Webbel Prize-winning female scientist whose notebooks cannot be touched without protection for the next century and a half

 The French National Library preserves the most important documents of scientific history in special boxes made of several layers of lead. If a scientist wants to use these documents, he can study them only by wearing heavy protective suits like astronauts. But before this study, they have to sign a special document that the library will not be responsible for any situation that happened to them. This is one of the oldest and rarest books in the world. But the reasons why they are kept in such a dubious manner are actually more important than the scientific significance of these documents.




  The reason is that these papers are contaminated with highly radioactive material. These are Marie Curie's notebooks, the only two-time Nobel laureate who, along with her husband Peg, not only discovered new chemical elements but also uncovered the natural principles of atomic physics and radiation. And just like everything else that this couple had, these documents can be very harmful to humans. Marie Curie and her husband discovered radium and polonium. It was named after Poland, where Mary was born on November 7, 1867. But until then, scientists had no idea of ​​the possible effects of radiation on the human body.

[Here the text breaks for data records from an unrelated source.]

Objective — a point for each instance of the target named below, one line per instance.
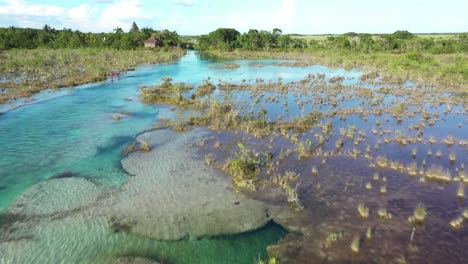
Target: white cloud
(121, 14)
(18, 8)
(83, 16)
(103, 1)
(186, 3)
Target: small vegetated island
(360, 159)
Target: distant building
(152, 42)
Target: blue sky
(190, 17)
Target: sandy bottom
(171, 195)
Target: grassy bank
(26, 72)
(447, 71)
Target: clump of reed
(457, 223)
(355, 245)
(438, 174)
(383, 214)
(449, 140)
(314, 171)
(461, 191)
(245, 166)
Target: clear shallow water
(76, 133)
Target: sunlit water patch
(70, 144)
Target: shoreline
(65, 68)
(385, 64)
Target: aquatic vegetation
(355, 245)
(376, 176)
(438, 174)
(24, 76)
(363, 210)
(383, 189)
(414, 152)
(419, 214)
(452, 157)
(449, 140)
(271, 260)
(304, 149)
(166, 93)
(369, 233)
(332, 238)
(144, 145)
(461, 191)
(457, 223)
(429, 152)
(293, 197)
(412, 170)
(314, 171)
(244, 166)
(383, 214)
(205, 89)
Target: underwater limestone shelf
(55, 196)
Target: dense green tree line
(29, 38)
(227, 39)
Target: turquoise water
(77, 133)
(73, 132)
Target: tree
(403, 34)
(134, 28)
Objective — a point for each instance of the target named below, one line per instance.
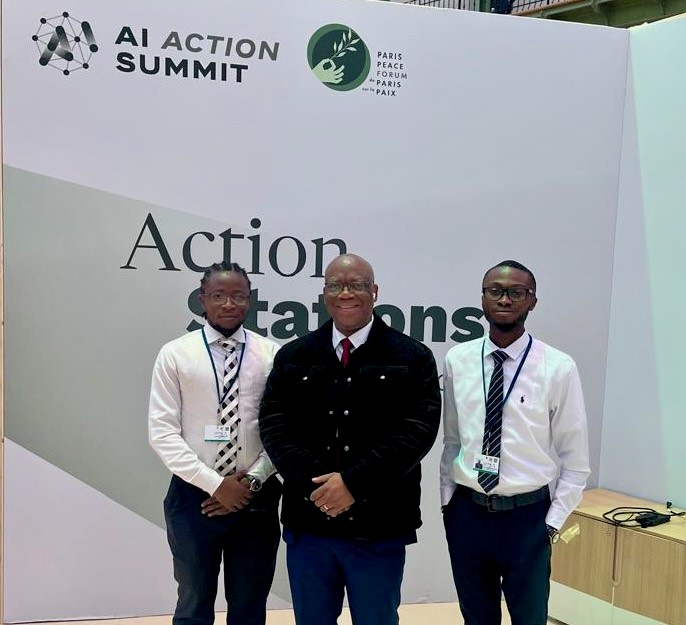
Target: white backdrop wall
(644, 429)
(483, 148)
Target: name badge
(217, 433)
(486, 464)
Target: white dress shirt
(544, 432)
(183, 400)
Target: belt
(500, 503)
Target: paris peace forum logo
(338, 57)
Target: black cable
(634, 516)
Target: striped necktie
(494, 420)
(227, 452)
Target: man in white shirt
(515, 460)
(223, 497)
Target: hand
(332, 497)
(234, 492)
(330, 73)
(211, 507)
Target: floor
(410, 614)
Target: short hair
(514, 265)
(223, 267)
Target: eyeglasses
(336, 288)
(515, 293)
(239, 299)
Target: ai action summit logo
(338, 57)
(65, 43)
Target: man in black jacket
(348, 413)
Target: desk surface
(599, 500)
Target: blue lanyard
(221, 397)
(514, 379)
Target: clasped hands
(332, 497)
(232, 495)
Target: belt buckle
(490, 499)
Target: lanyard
(514, 379)
(221, 397)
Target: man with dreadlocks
(223, 497)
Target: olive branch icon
(346, 45)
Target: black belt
(499, 503)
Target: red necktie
(347, 344)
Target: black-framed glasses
(239, 299)
(336, 288)
(515, 293)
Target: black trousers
(247, 542)
(506, 551)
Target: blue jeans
(321, 568)
(494, 552)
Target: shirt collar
(214, 336)
(514, 350)
(358, 338)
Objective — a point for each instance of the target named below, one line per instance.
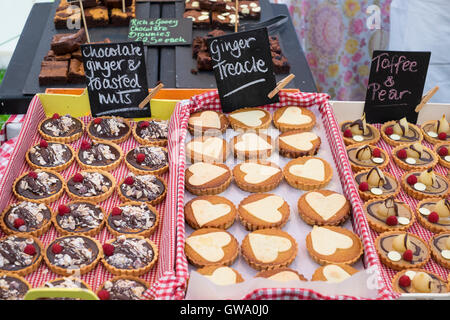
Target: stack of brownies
(98, 13)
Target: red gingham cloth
(210, 100)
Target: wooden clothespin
(426, 98)
(280, 85)
(151, 95)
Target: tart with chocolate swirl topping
(50, 155)
(63, 129)
(109, 129)
(148, 159)
(99, 155)
(400, 132)
(366, 156)
(41, 186)
(388, 215)
(26, 217)
(153, 132)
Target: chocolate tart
(440, 248)
(110, 129)
(297, 143)
(427, 283)
(129, 255)
(330, 245)
(96, 186)
(207, 149)
(210, 212)
(26, 217)
(294, 118)
(257, 176)
(133, 218)
(263, 210)
(148, 159)
(421, 160)
(269, 249)
(251, 145)
(13, 287)
(323, 208)
(211, 246)
(203, 178)
(50, 155)
(366, 156)
(151, 132)
(83, 218)
(393, 258)
(379, 211)
(72, 254)
(250, 118)
(40, 186)
(221, 275)
(308, 173)
(20, 254)
(208, 122)
(63, 129)
(333, 273)
(143, 188)
(99, 155)
(123, 288)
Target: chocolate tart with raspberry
(110, 129)
(123, 288)
(91, 185)
(148, 159)
(129, 255)
(133, 218)
(99, 155)
(50, 155)
(13, 287)
(41, 186)
(79, 217)
(63, 129)
(72, 254)
(20, 254)
(143, 188)
(26, 217)
(153, 132)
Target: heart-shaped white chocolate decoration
(252, 142)
(204, 211)
(208, 119)
(325, 206)
(210, 245)
(300, 141)
(266, 247)
(326, 241)
(266, 209)
(313, 169)
(257, 173)
(294, 116)
(250, 118)
(203, 172)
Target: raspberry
(391, 221)
(364, 186)
(407, 255)
(433, 217)
(412, 180)
(29, 249)
(108, 249)
(103, 295)
(404, 281)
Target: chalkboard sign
(161, 32)
(116, 78)
(396, 83)
(243, 69)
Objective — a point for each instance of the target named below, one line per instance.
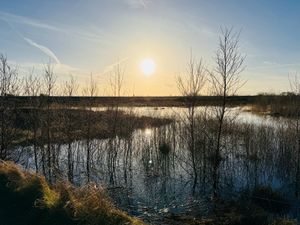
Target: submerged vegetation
(196, 166)
(26, 198)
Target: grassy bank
(30, 125)
(27, 199)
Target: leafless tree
(295, 123)
(116, 85)
(225, 80)
(49, 80)
(90, 91)
(190, 86)
(9, 85)
(32, 88)
(69, 89)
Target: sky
(83, 37)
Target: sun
(148, 66)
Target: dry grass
(26, 198)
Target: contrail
(44, 49)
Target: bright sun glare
(148, 66)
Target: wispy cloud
(8, 17)
(273, 65)
(42, 48)
(111, 67)
(138, 3)
(98, 36)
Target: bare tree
(116, 84)
(226, 81)
(49, 80)
(190, 86)
(69, 89)
(295, 123)
(32, 88)
(9, 85)
(90, 91)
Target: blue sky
(89, 36)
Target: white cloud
(137, 3)
(42, 48)
(98, 36)
(111, 67)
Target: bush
(27, 199)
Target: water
(147, 182)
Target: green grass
(27, 199)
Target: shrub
(27, 199)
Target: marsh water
(149, 173)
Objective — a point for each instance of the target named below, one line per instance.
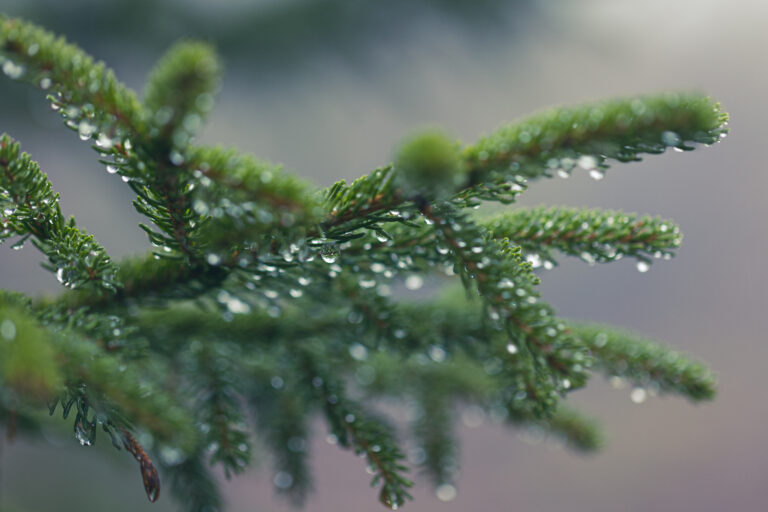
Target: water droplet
(445, 492)
(8, 329)
(358, 352)
(329, 253)
(638, 395)
(13, 70)
(534, 259)
(103, 141)
(597, 174)
(367, 283)
(85, 130)
(414, 282)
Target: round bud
(429, 165)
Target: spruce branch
(281, 421)
(352, 427)
(579, 432)
(560, 139)
(265, 298)
(180, 91)
(556, 362)
(646, 363)
(592, 235)
(191, 482)
(30, 208)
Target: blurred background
(329, 87)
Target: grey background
(331, 110)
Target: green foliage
(429, 164)
(266, 302)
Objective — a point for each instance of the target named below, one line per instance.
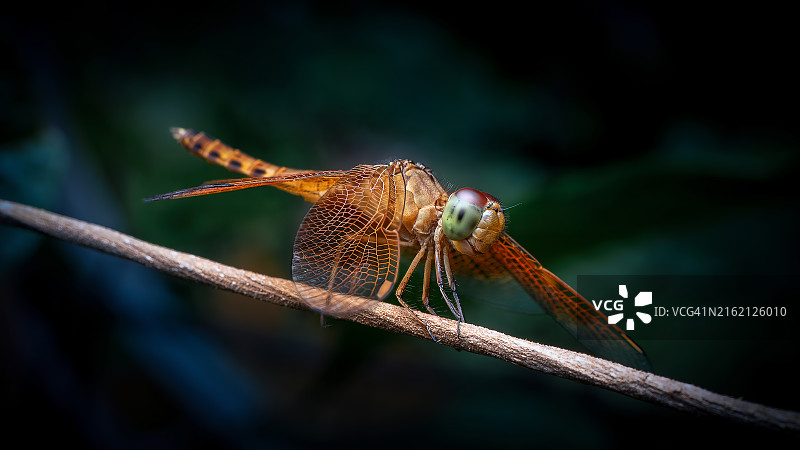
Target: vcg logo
(614, 308)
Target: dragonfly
(350, 241)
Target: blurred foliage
(635, 140)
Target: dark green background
(635, 140)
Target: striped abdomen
(214, 151)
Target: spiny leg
(404, 282)
(426, 284)
(452, 281)
(440, 283)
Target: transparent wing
(568, 307)
(347, 247)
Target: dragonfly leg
(404, 282)
(426, 284)
(452, 282)
(438, 258)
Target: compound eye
(462, 213)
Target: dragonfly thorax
(472, 220)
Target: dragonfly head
(472, 220)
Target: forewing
(347, 248)
(568, 307)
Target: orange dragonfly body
(349, 244)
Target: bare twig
(543, 358)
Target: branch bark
(551, 360)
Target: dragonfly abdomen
(216, 152)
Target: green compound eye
(462, 213)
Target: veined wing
(348, 244)
(568, 307)
(306, 184)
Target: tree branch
(551, 360)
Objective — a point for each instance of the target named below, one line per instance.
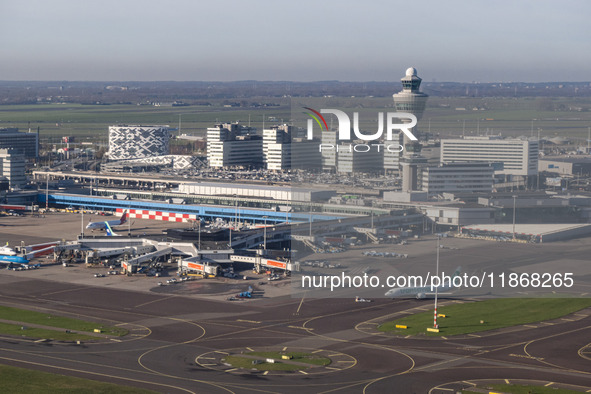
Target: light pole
(199, 237)
(514, 204)
(435, 325)
(265, 233)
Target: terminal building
(518, 157)
(566, 166)
(137, 142)
(26, 144)
(458, 177)
(12, 167)
(231, 144)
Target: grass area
(299, 357)
(90, 122)
(32, 317)
(25, 381)
(523, 389)
(507, 115)
(243, 362)
(31, 332)
(496, 313)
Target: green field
(496, 313)
(523, 389)
(568, 117)
(91, 122)
(31, 317)
(239, 361)
(20, 380)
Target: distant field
(496, 313)
(91, 122)
(569, 117)
(20, 380)
(527, 389)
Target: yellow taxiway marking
(63, 291)
(153, 301)
(301, 302)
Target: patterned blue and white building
(136, 142)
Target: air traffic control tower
(411, 100)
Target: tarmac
(180, 334)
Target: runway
(176, 344)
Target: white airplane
(423, 291)
(110, 231)
(7, 250)
(112, 223)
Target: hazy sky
(227, 40)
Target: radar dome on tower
(411, 71)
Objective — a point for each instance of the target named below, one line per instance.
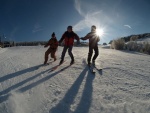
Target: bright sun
(100, 32)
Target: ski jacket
(93, 39)
(68, 38)
(53, 43)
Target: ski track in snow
(26, 86)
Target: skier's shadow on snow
(18, 73)
(4, 94)
(64, 106)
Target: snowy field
(123, 86)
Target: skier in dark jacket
(53, 43)
(68, 38)
(93, 44)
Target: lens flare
(100, 32)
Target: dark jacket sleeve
(62, 38)
(86, 37)
(76, 37)
(47, 43)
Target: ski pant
(69, 52)
(91, 53)
(52, 52)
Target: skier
(68, 38)
(93, 44)
(53, 43)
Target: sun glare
(100, 32)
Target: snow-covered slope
(123, 86)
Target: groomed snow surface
(26, 86)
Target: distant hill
(139, 37)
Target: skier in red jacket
(68, 38)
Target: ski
(91, 68)
(54, 68)
(97, 67)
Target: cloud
(91, 16)
(37, 28)
(128, 26)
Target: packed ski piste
(88, 79)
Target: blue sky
(35, 20)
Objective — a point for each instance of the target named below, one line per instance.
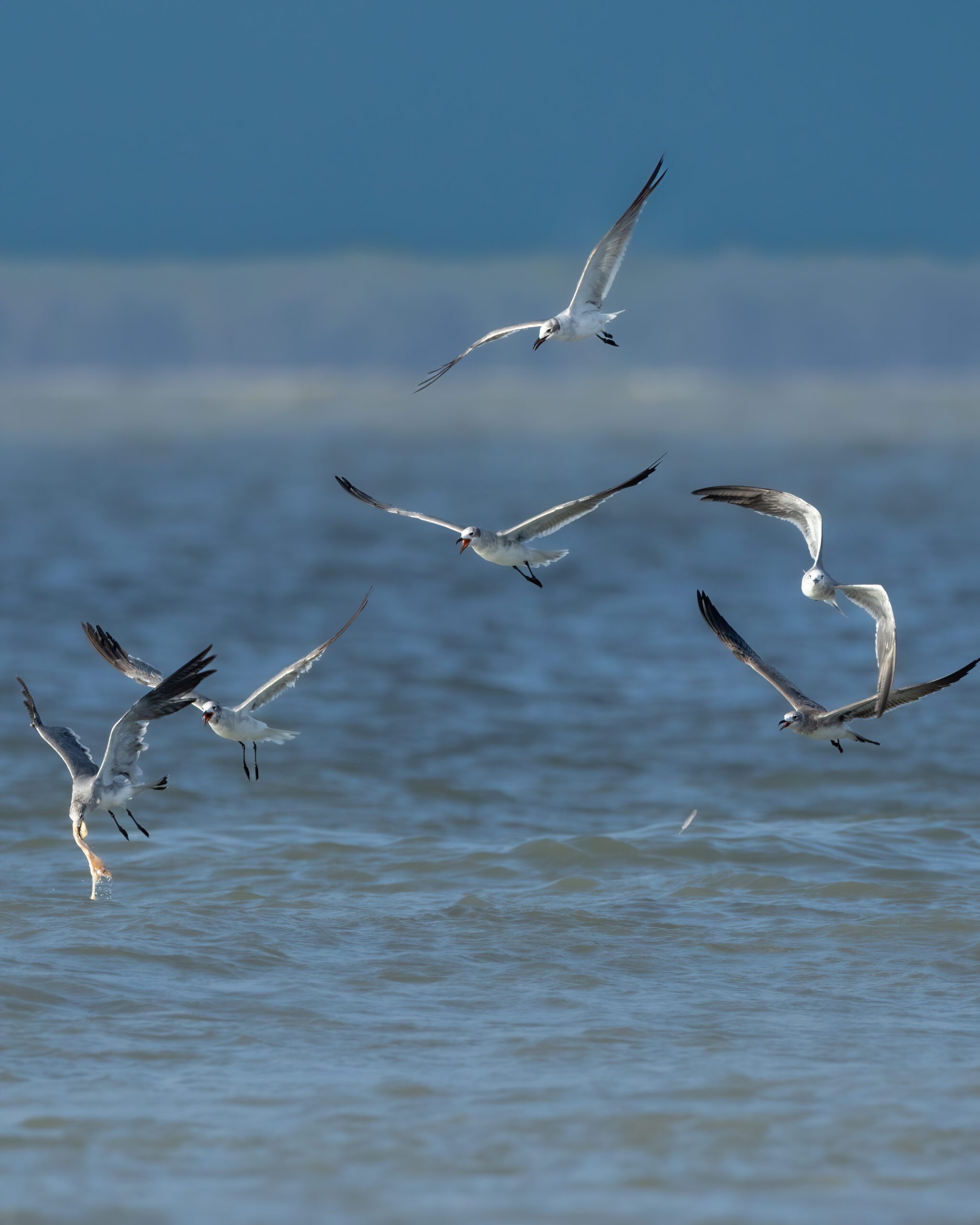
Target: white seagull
(511, 548)
(230, 722)
(816, 582)
(113, 783)
(583, 316)
(809, 718)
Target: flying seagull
(583, 316)
(809, 718)
(231, 722)
(511, 548)
(816, 582)
(113, 783)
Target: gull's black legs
(144, 832)
(530, 576)
(118, 826)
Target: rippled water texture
(451, 959)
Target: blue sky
(228, 128)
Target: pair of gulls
(809, 718)
(113, 784)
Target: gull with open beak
(583, 316)
(113, 784)
(816, 582)
(809, 718)
(512, 548)
(230, 722)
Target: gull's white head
(819, 586)
(550, 329)
(467, 538)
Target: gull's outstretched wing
(64, 742)
(607, 256)
(874, 600)
(288, 677)
(394, 510)
(126, 738)
(497, 335)
(772, 501)
(111, 651)
(868, 707)
(742, 650)
(550, 521)
(136, 669)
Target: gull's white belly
(504, 553)
(581, 326)
(824, 733)
(234, 725)
(121, 793)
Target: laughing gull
(230, 722)
(510, 548)
(112, 784)
(809, 718)
(583, 316)
(816, 582)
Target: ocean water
(451, 958)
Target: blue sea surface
(451, 958)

  In fact, Marie Curie died in 1934 from a disease called A-Plastic Anemia, which may have been caused by her regular exposure to radium and polonium. My curiosity often carried this stuff in my pockets. So everything related to them, which is still intact, is very carefully kept in lead boxes, even his own body, which is the 'Pantheons of Paris' cemetery dedicated to the famous people of Paris. in. Marie Curie was the first woman to be buried in this cemetery. When his body was taken there, an inch-thick lead coffin was made to prevent radiation from the body of the "mother of modern physics" from polluting the environment.


  Scientists believe that this will always be the case and that notebooks will remain unprotected for at least the next 1500 years, as long as the effects of radium, discovered by Marie Curie and the world-changing element, disappear.